28.1361, FYI: News from LDC

Mon Mar 20 20:23:50 UTC 2017

LINGUIST List: Vol-28-1361. Mon Mar 20 2017. ISSN: 1069 - 4875.

Subject: 28.1361, FYI: News from LDC

Moderators: linguist at linguistlist.org (Damir Cavar, Malgorzata E. Cavar)
Reviews: reviews at linguistlist.org (Helen Aristar-Dry, Robert Coté,
                                   Michael Czerniakowski)
Homepage: http://linguistlist.org

*****************    LINGUIST List Support    *****************
                       Fund Drive 2017
                   25 years of LINGUIST List!
Please support the LL editors and operation with a donation at:
           http://funddrive.linguistlist.org/donate/

Editor for this issue: Yue Chen <yue at linguistlist.org>
================================================================

Date: Mon, 20 Mar 2017 16:23:30
From: Katie Kindle [ldc at ldc.upenn.edu]
Subject: News from LDC

 In this newsletter:

- BOLT Chinese Discussion Forum Parallel Training Data
- IARPA Babel Swahili Language Pack IARPA-babel202b-v1.0d
- Noisy TIMIT Speech
- GALE English-Chinese Parallel Aligned Treebank -- Training

New Corpora:

-BOLT Chinese Discussion Forum Parallel Training Data was developed by LDC and
consists of 1,876,799 tokens of Chinese discussion forum data collected for
the DARPA BOLT program along with their corresponding English translations.

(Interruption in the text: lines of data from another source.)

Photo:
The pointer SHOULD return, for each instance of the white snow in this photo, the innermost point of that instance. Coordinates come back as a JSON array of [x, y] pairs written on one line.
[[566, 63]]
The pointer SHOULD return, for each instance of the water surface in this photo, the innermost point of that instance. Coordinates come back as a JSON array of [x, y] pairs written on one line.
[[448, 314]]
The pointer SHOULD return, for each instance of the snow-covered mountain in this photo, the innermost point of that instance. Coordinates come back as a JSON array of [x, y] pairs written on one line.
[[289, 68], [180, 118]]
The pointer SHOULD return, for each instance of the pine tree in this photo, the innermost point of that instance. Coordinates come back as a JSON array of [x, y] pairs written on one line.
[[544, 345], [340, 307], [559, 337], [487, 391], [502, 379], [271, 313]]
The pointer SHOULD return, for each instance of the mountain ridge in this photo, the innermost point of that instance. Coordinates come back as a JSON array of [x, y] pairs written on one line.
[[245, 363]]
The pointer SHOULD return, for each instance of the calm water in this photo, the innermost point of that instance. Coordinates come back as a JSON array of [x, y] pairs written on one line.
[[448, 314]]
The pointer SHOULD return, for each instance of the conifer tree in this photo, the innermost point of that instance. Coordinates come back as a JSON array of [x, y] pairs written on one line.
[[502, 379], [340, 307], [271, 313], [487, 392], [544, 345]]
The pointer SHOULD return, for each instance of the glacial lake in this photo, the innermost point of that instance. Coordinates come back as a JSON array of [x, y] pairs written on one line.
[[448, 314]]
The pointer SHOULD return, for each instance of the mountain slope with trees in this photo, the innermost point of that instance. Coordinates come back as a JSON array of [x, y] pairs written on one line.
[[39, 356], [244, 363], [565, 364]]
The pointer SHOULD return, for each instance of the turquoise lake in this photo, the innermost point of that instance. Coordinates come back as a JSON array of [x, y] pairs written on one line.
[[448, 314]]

The BOLT (Broad Operational Language Translation) program developed machine
translation and information retrieval for less formal genres, focusing
particularly on user-generated content. LDC supported the BOLT program by
collecting informal data sources -- discussion forums, text messaging and chat
-- in Chinese, Egyptian Arabic and English. The collected data was translated
and annotated for various tasks including word alignment, treebanking,
propbanking and co-reference.

The source data in this release consists of discussion forum threads harvested
from the Internet by LDC using a combination of manual and automatic
processes. The full source data collection is released as BOLT Chinese
Discussion Forums (LDC2016T05). Word-aligned and tagged data is released as
BOLT Chinese-English Word Alignment and Tagging - Discussion Forum Training
(LDC2016T19).

BOLT Chinese Discussion Forum Parallel Training Data is distributed via web
download. 

2017 Subscription Members will automatically receive copies of this corpus.
2017 Standard Members may request a copy as part of their 16 free membership
corpora. Non-members may license this data for a fee. 

-IARPA Babel Swahili Language Pack IARPA-babel202b-v1.0d was developed by
Appen for the IARPA (Intelligence Advanced Research Projects Activity) Babel
program. It contains approximately 200 hours of Swahili conversational and
scripted telephone speech collected from 2012-2014 along with corresponding
transcripts.

The Babel program focuses on underserved languages and seeks to develop speech
recognition technology that can be rapidly applied to any human language to
support keyword search performance over large amounts of recorded speech.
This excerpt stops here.